Caddeler daima hareketli...

Gelelim Dnipro’nun önemli yerlerine, caddelerine, tarihi eserlerine... Öncelikle şunu söyleyeyim: Ülkenin en büyük parklarından, sahillerinden bazıları bu şehirde gizli… Örneğin yirmi üç kilometre uzunluğa sahip sahil şeridi Zavadskaya; Lenin ve Pobeda caddelerinden oluşuyor. Kültür merkezlerinin yanı sıra eşsiz doğasıyla da gezginleri büyüleyen şehri gezmeye bence caddelerinden başlamak gerekiyor... Örneğin Karl Marx Bulvarı’ndan... Nedendir bilinmez; Sovyet Dönemi’ni hatırlatan isimler eski Doğu Bloku ülkelerinin bazılarında olduğu gibi Ukrayna’dan da silinse de, bazıları tolere edilmiş. Örneğin Karl Marx... Karl Marx, komünizmin fikir babası olsa da şehrin kalbi, yani en hareketli yerine ismini verilmiş.

Çok sayıda kafe, restoran, alışveriş merkezine ev sahipliği yapan Karl Marx Bulvarı, önemli tarihi yapılara da ev sahipliği yapıyor. Şehre gelmişken, merkezindeki Avrupa Meydanı’na da uğramakta fayda var. Trafiğe kapalı olan bu meydana gece giderseniz harika bir ışıklandırma sizi karşılayacak... Şehirdeki özel günler, törenler işte bu meydanda gerçekleştiriliyor... Parkların büyüklüğünden bahsetmiştim... Onlardan biri, âdeta Ukrayna’nın her şeyi olan Taras Şevçenko’nun adını taşıyor. Zaten bu ülkede her şehirde onun adını taşıyan parklar, caddeler bulmak mümkün. Hatta, Kiev’de metroya binmeden önce Şevçenko’nun bir mısrasını söylerseniz bilet parası ödemiyorsunuz! Heykellerinin olmadığı sokaklardaki apartmanların girişinde en azından bir resmi var. İşte Dnipro’nun en yeşil yerine de Şevçenko adını verilmiş. Bu parkta doğanın içinde çok keyifl i zaman geçirebilirsiniz, ama yine de canınız sıkılırsa satranç için hazırlanan masalara yönelin... Çoğu altmışın üzerinde olan oyuncular, rakibini alt etmeye bazen saatler harcıyor.

Manastır Adası...

Kentte görebileceğiniz bir başka eserse Saint Trinity Katedrali. 1837’de inşa edilen bu katedral, renkli kubbeleriyle dikkat çekiyor.
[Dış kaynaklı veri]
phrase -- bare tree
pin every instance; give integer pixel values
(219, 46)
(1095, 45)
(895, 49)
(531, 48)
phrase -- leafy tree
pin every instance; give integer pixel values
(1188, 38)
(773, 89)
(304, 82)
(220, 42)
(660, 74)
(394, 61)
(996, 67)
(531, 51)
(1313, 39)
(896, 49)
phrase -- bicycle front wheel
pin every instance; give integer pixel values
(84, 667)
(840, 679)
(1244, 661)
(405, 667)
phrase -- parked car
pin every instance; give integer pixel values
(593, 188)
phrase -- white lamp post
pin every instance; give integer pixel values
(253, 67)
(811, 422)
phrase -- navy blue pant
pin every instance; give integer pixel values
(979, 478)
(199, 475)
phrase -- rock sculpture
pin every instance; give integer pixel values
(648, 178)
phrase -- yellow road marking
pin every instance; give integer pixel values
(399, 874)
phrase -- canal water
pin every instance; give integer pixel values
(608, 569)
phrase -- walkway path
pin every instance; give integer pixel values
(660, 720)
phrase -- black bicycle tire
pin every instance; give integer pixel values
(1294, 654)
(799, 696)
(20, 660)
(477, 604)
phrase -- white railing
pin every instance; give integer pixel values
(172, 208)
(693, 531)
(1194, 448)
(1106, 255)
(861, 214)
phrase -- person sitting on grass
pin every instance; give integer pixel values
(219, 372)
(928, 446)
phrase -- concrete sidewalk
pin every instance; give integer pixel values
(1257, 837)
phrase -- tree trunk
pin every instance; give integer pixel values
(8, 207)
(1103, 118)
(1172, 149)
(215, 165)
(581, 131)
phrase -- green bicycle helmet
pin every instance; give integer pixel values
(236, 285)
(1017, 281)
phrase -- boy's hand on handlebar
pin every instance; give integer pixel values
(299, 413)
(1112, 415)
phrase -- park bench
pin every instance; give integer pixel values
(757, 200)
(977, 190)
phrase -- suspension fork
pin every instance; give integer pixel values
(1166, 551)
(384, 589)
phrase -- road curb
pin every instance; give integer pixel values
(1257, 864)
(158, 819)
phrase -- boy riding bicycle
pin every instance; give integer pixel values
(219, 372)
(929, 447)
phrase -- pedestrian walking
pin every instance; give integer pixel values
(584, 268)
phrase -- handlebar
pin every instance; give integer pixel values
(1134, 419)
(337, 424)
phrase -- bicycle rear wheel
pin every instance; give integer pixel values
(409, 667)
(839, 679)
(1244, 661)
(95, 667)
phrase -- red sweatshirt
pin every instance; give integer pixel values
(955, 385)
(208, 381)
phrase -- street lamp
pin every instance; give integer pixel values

Sovyet Rusya tarafından kapatılmış, II. Dünya Savaşı sonrasındaysa tekrar açılmış. Bir de Manastır Adası var şehirde. Din adamlarının yerleştiği bu adaya Sovyet Dönemi’nde ”Komsomol” adı verilmiş. O zamanlar hayvanat bahçesi, parklar, akvaryumlarla süslüymüş ada. 9. yüzyıla ait bir manastırın bulunduğu adada Taras Şevçenko’nun heybetli bir heykeli de var...

Doğal tarih müzesi'nde zaman yolculuğu

Dnipro denince akla ilk gelen müze, tarihi yüz elli yılı aşan Dnipropetrovsk Doğal Tarih Müzesi... 1849 yılında kapılarını açan bu Doğal Tarih Müzesi, şehirde vereceğiniz molada mutlaka uğramanız gereken duraklardan biri bence... Hele ki tarihe meraklıysanız... Söylendiğine göre; Dnipro Doğal Tarih Müzesi’nin koleksiyonunda on bin parçaya yakın eser varmış. Aralarında Ramses’in heykelinin de olduğu bu eserler, gezginleri bir zaman yolculuğuna davet ediyor.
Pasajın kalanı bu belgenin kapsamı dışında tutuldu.